L’ultimo degli arresti (che si sono succeduti nei mesi di marzo, aprile, maggio e giugno) stanotte, a Loano, dove le manette sono finite ai polsi di Noktar Labsite. L’uomo, il quarantaduesimo a finire nella “black list” dei carabinieri, è stato sorpreso nel budello mentre cedeva due dosi di droga: appena ha visto i militari ha tentato la fuga e gettato la droga sul terrazzino di una casa ma è stato bloccato.
Il giro di spaccio che è stato stroncato con l’operazione “Donuts” (dal nome con cui i pusher chiamavano lo stupefacente: al telefono i magrebini chiedevano al cliente quante frittelle gli occorressero) agiva sull’asse Milano-Albenga: la droga arrivava con dei corrieri dal capoluogo lombardo e poi veniva ceduta al dettaglio ai consumatori locali.
L’indagine, che ha spinto il gip competente a parlare di lieve confine tra concorso nel reato e vera e propria organizzazione a delinquere, è stata eseguita per mezzo di lunghi servizi pedinamenti e osservazione, intercettazioni telefoniche e filmati che hanno permesso agli “uomini ombra” del Nucleo Operativo di arrestare le 41 persone. L’inizio degli accertamenti investigativi risale allo scorso mese di febbraio, quando attraverso appostamenti, pedinamenti foto e filmati, i militari hanno individuato una coppia composta da un marocchino ed un’italiana (Yatta Mohamed ed Immordino Monika) dedita allo spaccio di cocaina tra Albenga e Borghetto. I due sono stati arrestati in flagranza con oltre sessanta grammi di cocaina. In breve tempo è iniziata una complessa attività investigativa che ha permesso non solo di identificare e trarre in arresto numerosi “pusher” nordafricani della piana, bensì di individuare i loro “fornitori”. Per l’esattezza erano 11, tutti marocchini e 5 dei quali residenti nel milanese.

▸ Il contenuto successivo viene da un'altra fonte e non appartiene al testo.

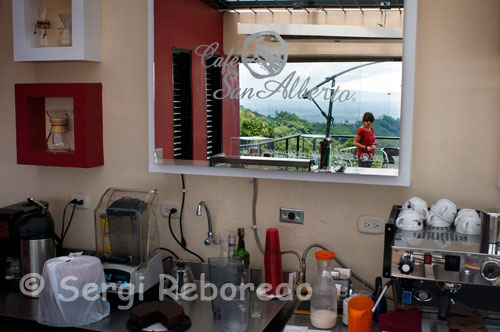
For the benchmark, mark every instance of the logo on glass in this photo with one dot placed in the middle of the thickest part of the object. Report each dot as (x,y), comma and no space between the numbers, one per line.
(268,50)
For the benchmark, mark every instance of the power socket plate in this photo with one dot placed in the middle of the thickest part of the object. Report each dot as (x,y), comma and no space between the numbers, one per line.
(165,208)
(371,225)
(292,216)
(81,197)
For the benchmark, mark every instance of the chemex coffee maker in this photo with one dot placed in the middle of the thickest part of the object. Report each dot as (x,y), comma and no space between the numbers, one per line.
(127,239)
(443,272)
(27,240)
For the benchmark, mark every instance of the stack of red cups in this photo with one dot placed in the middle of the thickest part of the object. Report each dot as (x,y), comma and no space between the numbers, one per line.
(272,262)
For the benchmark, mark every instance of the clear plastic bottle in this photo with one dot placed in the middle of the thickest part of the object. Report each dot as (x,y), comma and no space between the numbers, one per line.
(324,293)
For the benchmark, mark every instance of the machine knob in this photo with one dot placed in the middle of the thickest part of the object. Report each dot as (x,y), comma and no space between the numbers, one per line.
(406,263)
(490,270)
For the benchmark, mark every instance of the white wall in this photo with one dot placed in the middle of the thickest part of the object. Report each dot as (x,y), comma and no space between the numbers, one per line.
(456,143)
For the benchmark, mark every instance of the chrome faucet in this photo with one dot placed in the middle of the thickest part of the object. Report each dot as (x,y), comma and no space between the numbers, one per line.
(211,239)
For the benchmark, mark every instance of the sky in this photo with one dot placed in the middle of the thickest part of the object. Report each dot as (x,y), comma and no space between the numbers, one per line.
(375,88)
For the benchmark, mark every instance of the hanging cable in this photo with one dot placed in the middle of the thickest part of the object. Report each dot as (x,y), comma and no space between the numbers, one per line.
(64,231)
(172,211)
(183,241)
(254,216)
(170,251)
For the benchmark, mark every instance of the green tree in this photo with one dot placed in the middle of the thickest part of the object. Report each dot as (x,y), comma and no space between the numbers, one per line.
(251,124)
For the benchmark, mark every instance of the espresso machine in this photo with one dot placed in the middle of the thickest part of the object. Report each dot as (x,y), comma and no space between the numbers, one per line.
(127,240)
(440,271)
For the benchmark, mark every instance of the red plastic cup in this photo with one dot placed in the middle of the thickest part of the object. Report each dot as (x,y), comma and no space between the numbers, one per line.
(272,262)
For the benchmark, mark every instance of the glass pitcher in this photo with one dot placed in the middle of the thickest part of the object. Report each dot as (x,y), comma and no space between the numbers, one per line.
(324,295)
(58,140)
(235,310)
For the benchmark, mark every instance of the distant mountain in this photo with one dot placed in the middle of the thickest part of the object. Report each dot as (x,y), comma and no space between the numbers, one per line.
(379,104)
(284,123)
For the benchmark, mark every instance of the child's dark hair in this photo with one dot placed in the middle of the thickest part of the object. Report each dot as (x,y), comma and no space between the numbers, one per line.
(368,117)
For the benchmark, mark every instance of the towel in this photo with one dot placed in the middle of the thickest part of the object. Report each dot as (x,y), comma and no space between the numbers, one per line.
(401,321)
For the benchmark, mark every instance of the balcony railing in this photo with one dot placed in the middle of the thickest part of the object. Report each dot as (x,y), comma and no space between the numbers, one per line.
(300,140)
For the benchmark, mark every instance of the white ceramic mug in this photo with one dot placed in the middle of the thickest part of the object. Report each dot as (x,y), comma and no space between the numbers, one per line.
(416,204)
(410,221)
(468,222)
(445,209)
(435,220)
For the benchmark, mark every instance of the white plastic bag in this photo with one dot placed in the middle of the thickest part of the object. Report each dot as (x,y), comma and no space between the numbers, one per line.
(72,292)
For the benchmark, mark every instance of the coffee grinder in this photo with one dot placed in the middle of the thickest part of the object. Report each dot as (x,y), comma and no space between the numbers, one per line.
(127,240)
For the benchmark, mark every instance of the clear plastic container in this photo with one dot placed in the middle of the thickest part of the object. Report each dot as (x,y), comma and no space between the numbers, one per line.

Grazie all’attività dei Carabinieri, però, i “viaggi” di questi corrieri non sono andati a buon fine. Il 17 marzo, infatti, i carabinieri ingauni hanno arrestato tre marocchini (El Kettani Abdelaziz, Mziouira Jaouad e Morchid Mohamed) che, con l’ausilio di un italiano (Paolo Ferro) che faceva da “autista”, arrivavano dalla Lombardia con oltre due etti e mezzo di cocaina. Una minuziosa perquisizione permetteva di trovare la sostanza in un vano posto sotto il cruscotto dell’auto.

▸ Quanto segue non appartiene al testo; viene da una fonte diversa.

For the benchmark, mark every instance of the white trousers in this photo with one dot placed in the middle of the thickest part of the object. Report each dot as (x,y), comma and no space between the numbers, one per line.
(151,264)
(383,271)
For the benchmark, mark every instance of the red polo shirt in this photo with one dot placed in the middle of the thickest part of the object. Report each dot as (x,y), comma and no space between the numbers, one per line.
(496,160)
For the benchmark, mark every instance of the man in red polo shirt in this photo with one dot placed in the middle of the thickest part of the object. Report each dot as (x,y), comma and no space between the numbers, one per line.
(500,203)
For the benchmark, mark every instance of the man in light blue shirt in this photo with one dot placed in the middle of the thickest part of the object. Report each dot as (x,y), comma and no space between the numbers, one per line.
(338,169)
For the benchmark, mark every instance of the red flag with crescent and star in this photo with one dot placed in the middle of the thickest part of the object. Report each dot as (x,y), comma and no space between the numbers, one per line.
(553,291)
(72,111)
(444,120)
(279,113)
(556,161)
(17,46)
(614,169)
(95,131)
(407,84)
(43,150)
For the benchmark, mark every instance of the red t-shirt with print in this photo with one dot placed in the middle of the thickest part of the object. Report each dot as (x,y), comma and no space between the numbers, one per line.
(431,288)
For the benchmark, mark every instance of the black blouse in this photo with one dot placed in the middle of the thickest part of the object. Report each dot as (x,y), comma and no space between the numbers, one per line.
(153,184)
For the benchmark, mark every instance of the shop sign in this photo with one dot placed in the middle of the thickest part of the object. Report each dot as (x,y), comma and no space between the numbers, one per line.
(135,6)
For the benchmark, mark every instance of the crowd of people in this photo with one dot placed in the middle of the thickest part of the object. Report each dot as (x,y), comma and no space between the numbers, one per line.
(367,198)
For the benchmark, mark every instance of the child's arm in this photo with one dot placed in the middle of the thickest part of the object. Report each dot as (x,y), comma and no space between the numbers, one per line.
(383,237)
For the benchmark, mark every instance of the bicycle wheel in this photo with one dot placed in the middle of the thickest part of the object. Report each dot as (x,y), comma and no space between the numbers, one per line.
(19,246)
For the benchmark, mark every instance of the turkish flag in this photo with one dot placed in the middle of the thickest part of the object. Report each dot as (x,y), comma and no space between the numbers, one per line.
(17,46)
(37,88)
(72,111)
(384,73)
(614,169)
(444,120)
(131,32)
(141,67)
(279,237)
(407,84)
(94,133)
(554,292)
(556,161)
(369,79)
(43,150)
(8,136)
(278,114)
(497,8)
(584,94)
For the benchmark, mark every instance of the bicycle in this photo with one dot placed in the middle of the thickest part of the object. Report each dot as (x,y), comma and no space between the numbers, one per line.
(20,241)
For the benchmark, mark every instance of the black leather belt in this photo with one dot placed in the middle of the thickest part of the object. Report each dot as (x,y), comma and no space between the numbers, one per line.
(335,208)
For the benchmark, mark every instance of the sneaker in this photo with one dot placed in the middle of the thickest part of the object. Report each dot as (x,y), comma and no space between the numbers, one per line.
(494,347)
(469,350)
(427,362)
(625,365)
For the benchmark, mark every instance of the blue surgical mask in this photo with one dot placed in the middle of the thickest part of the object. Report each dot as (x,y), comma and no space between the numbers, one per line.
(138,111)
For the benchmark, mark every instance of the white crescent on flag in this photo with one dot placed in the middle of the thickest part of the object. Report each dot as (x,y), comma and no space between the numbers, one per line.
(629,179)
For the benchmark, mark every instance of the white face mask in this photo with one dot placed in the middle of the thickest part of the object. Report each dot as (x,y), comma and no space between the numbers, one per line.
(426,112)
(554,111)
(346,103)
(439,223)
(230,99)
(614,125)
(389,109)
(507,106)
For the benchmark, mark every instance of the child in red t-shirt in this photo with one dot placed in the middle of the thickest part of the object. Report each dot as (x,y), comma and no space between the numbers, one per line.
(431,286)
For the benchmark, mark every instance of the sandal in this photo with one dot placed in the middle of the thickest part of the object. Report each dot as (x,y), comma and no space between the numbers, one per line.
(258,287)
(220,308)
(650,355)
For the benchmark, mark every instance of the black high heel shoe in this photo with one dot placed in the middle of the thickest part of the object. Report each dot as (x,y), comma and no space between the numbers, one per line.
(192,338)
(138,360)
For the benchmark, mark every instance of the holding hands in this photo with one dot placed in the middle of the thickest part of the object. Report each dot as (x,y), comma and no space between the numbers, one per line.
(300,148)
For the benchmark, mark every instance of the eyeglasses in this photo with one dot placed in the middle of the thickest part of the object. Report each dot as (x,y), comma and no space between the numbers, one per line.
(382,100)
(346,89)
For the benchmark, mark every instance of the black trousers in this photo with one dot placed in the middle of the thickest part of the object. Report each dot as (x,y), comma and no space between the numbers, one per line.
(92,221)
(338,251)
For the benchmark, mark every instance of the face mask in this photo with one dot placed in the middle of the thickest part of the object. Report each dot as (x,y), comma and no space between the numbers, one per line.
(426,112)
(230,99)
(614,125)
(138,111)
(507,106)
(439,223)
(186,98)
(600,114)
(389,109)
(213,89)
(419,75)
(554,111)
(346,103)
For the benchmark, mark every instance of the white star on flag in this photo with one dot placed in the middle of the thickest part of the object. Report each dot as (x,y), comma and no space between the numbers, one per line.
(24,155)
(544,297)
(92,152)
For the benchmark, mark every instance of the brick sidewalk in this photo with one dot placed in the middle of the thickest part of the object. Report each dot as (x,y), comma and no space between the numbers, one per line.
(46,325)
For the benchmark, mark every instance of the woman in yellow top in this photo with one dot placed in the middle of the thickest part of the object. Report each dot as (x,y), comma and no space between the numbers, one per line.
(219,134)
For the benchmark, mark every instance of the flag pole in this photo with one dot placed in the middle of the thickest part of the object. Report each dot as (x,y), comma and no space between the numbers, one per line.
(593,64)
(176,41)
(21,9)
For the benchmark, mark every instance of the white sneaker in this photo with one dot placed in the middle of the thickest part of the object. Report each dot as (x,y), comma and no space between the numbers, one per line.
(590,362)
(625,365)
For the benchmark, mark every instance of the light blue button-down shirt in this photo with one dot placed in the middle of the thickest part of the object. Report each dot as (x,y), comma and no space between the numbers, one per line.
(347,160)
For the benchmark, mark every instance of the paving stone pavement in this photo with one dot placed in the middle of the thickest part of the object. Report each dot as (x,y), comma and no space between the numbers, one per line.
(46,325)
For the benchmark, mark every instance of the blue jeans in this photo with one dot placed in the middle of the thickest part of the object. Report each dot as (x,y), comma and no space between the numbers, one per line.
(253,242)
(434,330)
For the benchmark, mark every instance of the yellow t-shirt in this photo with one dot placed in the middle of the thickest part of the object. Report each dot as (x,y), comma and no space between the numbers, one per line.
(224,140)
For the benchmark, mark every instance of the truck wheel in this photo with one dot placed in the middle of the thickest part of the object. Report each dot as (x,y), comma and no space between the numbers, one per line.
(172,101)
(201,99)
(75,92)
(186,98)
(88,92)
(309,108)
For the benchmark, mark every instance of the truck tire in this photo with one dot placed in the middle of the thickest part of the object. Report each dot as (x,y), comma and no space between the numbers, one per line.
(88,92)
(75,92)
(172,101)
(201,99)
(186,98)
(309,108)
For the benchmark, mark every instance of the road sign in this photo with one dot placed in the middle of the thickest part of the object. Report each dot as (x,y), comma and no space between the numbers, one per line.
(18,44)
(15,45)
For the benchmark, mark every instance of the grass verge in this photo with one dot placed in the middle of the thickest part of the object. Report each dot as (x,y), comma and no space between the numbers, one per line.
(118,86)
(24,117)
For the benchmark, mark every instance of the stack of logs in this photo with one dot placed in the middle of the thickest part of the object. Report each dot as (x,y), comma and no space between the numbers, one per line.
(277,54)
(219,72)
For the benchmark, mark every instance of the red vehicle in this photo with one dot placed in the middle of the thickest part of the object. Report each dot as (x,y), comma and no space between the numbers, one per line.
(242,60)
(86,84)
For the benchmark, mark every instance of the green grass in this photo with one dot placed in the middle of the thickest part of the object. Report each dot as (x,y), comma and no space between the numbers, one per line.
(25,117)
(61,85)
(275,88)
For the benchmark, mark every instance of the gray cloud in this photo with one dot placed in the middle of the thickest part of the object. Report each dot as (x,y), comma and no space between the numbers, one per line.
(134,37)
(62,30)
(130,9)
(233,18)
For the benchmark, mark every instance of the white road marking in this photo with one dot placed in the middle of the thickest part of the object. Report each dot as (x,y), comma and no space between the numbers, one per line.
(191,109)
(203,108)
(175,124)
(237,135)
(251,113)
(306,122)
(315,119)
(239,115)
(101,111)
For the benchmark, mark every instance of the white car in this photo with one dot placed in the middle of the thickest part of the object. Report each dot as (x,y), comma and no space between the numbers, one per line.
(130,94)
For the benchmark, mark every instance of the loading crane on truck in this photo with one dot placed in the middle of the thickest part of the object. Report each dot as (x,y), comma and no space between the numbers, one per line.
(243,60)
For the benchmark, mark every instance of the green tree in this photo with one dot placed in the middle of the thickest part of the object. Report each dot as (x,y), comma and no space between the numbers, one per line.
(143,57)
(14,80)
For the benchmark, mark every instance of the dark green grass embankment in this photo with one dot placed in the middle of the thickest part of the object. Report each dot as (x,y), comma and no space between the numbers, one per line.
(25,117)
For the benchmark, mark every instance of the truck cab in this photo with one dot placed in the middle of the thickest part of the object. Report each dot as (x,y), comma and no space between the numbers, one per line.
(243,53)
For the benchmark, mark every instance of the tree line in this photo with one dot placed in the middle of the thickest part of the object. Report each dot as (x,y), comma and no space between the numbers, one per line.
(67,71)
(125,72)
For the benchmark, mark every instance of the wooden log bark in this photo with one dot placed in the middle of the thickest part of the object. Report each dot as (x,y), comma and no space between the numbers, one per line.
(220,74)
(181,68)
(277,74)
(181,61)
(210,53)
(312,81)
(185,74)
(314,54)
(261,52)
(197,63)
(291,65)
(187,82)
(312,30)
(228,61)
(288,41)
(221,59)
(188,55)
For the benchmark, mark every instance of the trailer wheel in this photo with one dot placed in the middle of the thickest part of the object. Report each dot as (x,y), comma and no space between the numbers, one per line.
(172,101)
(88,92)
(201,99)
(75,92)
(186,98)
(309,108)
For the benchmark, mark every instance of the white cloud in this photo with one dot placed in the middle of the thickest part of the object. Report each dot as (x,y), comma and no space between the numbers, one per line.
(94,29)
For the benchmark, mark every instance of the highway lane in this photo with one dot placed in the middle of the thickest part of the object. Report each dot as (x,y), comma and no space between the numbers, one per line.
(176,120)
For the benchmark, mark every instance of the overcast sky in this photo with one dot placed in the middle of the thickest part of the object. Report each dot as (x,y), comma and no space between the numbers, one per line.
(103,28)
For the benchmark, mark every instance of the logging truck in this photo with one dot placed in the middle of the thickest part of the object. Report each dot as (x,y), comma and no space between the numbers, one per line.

Il 3 ed il 13 aprile sono stati invece arrestati altri tre nordafricani (Kebouri Farouk, Karim Said e Moufallah Nabil) che trasportavano, uno dei quali in treno, un etto di cocaina. Il 12 ed il 17 maggio sono finiti in cella altri quattro stranieri: il primo (Daoui Hamadi) bloccato, appena sceso dal convoglio ferroviario, con un etto di eroina nascosto negli slip; gli altri (Sajid Abderrazzak, Zaid Youness ed El Azzouzi Abdelkrim) bloccati in auto, all’interno della quale avevano abilmente occultato (nel telaio) mezzo chilo di eroina.

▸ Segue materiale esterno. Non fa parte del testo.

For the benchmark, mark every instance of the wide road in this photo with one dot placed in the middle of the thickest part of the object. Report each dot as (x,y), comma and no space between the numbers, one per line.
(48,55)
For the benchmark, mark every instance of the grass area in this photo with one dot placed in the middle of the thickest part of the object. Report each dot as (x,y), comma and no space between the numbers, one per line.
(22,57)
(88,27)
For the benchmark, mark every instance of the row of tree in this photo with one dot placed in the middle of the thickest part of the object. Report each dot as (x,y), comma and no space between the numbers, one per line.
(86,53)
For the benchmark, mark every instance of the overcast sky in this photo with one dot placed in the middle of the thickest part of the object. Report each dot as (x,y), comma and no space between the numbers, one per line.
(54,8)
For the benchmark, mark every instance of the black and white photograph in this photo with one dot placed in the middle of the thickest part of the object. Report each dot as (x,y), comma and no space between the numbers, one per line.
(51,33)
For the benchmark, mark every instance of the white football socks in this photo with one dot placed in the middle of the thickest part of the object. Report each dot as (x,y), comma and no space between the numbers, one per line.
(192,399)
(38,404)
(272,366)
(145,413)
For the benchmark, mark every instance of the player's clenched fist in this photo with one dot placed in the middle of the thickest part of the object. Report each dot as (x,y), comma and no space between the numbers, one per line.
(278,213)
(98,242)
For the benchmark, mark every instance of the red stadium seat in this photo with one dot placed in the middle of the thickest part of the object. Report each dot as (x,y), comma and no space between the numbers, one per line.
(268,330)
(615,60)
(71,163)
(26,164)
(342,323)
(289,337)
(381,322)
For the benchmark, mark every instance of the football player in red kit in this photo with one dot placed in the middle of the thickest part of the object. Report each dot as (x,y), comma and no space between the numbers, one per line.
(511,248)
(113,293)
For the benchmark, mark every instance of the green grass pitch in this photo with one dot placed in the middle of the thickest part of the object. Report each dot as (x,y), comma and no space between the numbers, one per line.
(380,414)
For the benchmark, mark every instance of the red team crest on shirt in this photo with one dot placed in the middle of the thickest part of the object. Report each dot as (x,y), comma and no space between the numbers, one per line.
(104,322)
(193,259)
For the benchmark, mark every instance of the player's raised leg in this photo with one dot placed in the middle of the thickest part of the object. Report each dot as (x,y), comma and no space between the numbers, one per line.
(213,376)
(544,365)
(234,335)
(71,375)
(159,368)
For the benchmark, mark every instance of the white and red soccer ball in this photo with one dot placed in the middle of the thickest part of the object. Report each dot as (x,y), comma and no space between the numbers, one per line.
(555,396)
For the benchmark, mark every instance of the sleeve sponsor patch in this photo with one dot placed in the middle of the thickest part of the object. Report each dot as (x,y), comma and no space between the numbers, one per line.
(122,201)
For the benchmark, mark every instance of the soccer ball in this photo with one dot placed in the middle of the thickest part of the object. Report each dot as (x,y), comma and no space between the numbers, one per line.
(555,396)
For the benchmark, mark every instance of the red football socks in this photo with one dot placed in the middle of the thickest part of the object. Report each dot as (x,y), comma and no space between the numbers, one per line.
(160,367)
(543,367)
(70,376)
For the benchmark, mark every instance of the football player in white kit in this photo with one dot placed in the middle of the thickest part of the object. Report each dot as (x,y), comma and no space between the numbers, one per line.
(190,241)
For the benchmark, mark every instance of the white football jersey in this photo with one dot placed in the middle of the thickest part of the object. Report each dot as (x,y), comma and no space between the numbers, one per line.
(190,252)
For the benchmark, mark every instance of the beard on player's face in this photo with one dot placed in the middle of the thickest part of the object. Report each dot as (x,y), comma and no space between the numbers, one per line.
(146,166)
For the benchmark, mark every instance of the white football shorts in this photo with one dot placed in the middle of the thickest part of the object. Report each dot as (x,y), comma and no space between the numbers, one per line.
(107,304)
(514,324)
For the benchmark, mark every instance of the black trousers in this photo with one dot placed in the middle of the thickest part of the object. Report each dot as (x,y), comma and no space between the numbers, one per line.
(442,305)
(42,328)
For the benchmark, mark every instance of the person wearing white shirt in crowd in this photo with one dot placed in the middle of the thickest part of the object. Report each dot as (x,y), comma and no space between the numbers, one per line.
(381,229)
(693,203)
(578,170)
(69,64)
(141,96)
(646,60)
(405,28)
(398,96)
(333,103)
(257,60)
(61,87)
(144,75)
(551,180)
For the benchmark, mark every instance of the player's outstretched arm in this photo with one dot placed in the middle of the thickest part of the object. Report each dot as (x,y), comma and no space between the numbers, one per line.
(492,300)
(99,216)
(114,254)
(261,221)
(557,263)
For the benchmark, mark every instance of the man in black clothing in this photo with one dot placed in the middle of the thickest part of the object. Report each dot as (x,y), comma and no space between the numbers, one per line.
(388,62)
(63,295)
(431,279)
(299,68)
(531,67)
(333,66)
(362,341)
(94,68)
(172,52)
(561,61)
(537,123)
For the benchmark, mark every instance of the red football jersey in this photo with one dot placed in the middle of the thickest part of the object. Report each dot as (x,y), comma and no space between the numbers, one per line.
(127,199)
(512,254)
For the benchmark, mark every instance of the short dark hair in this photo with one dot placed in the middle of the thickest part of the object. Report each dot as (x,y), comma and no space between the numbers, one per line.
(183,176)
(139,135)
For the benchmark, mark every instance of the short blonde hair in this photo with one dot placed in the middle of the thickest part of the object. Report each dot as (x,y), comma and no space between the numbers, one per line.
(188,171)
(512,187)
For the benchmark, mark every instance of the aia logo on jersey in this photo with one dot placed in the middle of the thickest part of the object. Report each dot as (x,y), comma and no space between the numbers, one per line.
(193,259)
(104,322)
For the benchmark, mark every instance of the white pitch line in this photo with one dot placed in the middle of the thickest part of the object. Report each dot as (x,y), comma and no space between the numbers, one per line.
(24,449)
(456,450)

Grande soddisfazione è stata espressa dal Tenente Michele Morelli che ha coordinato l’operazione: “Siamo riusciti a ripulire la ‘piazza’ albenganese, arrestando praticamente tutti gli spacciatori che agivano sul territorio”. Una versione dei fatti che sembra essere confermata anche dagli stessi corrieri che in un’intercettazione telefonica avrebbero commentato: “Ne hanno arrestati tanti, qui i carabinieri non scherzano”.